Updated 10/21/13 – 10:11 a.m.

CHICAGO (CBS) — As the rebuilt Dan Ryan branch of the CTA’s Red Line got its first rush hour test Monday morning, commuters were giving a thumbs up to the faster, smoother rides between 95th Street and downtown.

The Red Line had been closed for five months south of the Roosevelt station, as crews completely replaced the steel rails, wooden ties, limestone ballast, signals, and drainage systems. Contractors delivered the five-month, $425 million project on schedule and under budget.

The south end of the Red Line reopened early Sunday, but its first big test was Monday morning’s rush. Red Line commuters were clearly pleased with the improved speeds and smoother rides.

The reconstruction eliminated notorious slow zones along the Red Line South, allowing trains to go 55 miles per hour between stations, except on curves. When the project started, 60 percent of the Dan Ryan branch was restricted to slow zones, where trains had to go as slow as 15 mph.

“It was slower, it was dirtier … it was just a big inconvenience,” commuter Greg Moore said. “You know, sometimes they’d get somewhere, and they’d just stop and have to wait, and all that. Now, you’re just flowing straight through, and I think it’s a lot better. It’s great.”

Many other riders had rave reviews for the renovated Red Line.

“It was good. It was nice. It was much faster,” Erma Stevenson said. “It was a nice ride, real smooth. … I think it’s great. I really appreciate it.”

CTA officials have said the rebuilt tracks should help trains shave 10 minutes off a trip from 95th Street to downtown, though some commuters said it seemed even faster than that.

Moore said, before the overhaul, it would take up to 40 minutes to get from 95th Street to Roosevelt, but now it takes half that time.

While the Dan Ryan branch was shut down, Red Line trains were shifted to nearby Green Line tracks, and free shuttle buses connected Red Line stations south of Garfield to the Garfield stop on the Green Line.

Mayor Rahm Emanuel greeted commuters at the 95th Street station Monday morning before boarding a Red Line train to work.

“Fifty-five miles an hour beats 15 miles an hour anytime,” Emanuel said.

Several commuters shook the mayor’s hand, and a few even gave him a hug as they headed to their trains.

“A number of them were saying ‘Thank you very much,’ because they know the difference. One is they remember going at 15 miles an hour, and bikes were passing them by,” Emanuel said.

The renovation also brought elevators for the disabled to the three Red Line South stations that previously had none — Garfield, 63rd and 87th.

The line also now will be served by the new 5000-series trains, and every station has digital signage telling commuters when the next train will arrive.

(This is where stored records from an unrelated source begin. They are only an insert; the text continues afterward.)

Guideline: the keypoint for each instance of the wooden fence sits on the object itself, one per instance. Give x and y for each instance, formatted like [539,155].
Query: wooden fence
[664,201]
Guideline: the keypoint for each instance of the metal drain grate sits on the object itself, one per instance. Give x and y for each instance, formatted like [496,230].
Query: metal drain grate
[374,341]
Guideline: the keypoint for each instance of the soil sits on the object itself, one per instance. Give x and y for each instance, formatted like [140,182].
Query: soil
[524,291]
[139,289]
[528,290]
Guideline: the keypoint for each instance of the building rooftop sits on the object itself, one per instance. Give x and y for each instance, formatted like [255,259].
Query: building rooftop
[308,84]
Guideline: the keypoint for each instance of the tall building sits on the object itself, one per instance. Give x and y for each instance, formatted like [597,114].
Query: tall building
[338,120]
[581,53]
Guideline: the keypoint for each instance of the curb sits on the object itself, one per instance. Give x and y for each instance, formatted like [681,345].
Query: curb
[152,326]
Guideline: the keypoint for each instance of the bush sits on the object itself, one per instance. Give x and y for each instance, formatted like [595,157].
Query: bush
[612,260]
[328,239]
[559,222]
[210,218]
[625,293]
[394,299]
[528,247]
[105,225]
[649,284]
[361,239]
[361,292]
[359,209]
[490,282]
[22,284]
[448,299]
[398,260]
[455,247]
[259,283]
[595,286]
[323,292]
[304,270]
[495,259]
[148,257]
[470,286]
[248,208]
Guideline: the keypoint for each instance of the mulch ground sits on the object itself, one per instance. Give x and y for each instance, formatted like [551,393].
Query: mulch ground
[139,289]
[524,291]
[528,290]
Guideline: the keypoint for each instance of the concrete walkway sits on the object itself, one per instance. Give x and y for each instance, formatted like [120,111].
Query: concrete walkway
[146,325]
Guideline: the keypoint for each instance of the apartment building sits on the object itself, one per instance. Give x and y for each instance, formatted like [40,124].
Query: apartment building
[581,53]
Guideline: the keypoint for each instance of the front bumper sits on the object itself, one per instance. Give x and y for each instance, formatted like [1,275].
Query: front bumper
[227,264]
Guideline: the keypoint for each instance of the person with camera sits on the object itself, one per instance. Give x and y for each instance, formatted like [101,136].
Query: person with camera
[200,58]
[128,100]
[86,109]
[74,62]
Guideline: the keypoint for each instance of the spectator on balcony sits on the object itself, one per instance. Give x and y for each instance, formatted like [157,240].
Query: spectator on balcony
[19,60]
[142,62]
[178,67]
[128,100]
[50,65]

There was one hiccup along the Red Line overnight, when a semi-trailer truck crashed and fell onto the third rail of the southbound tracks near 69th Street. Crews removed the truck and repaired the third rail long before the morning rush, but that section of third rail must be replaced Monday night. Until then, trains will have to slow to 35 mph between the 69th Street and 79th Street stations.

CTA President Forrest Claypool said riders made surprisingly few complaints during the overhaul, showing they knew that the work was needed, and worth the inconvenience, because it will result in a more reliable railroad.

“I was really moved by the way that folks stepped up,” he said. “Our regular customers said, ‘You know, this is worth it. We’re willing to take some hardship because we know it’s worth it.’

“They didn’t blink.”

CTA Board Chairman Terry Peterson said the project had an additional benefit for the community.

“Fifteen-hundred jobs were created on the South Side. Five hundred of those jobs are permanent jobs,” he said.

Bus lines that had extra service to accommodate passengers inconvenienced by the Red Line South Reconstruction project were back on normal schedules on Monday. For a link to new CTA bus and train schedules, click here.

Next spring, construction will begin on a $240 million reconstruction of the 95th Street terminal on the Red Line, which is expected to take until 2016.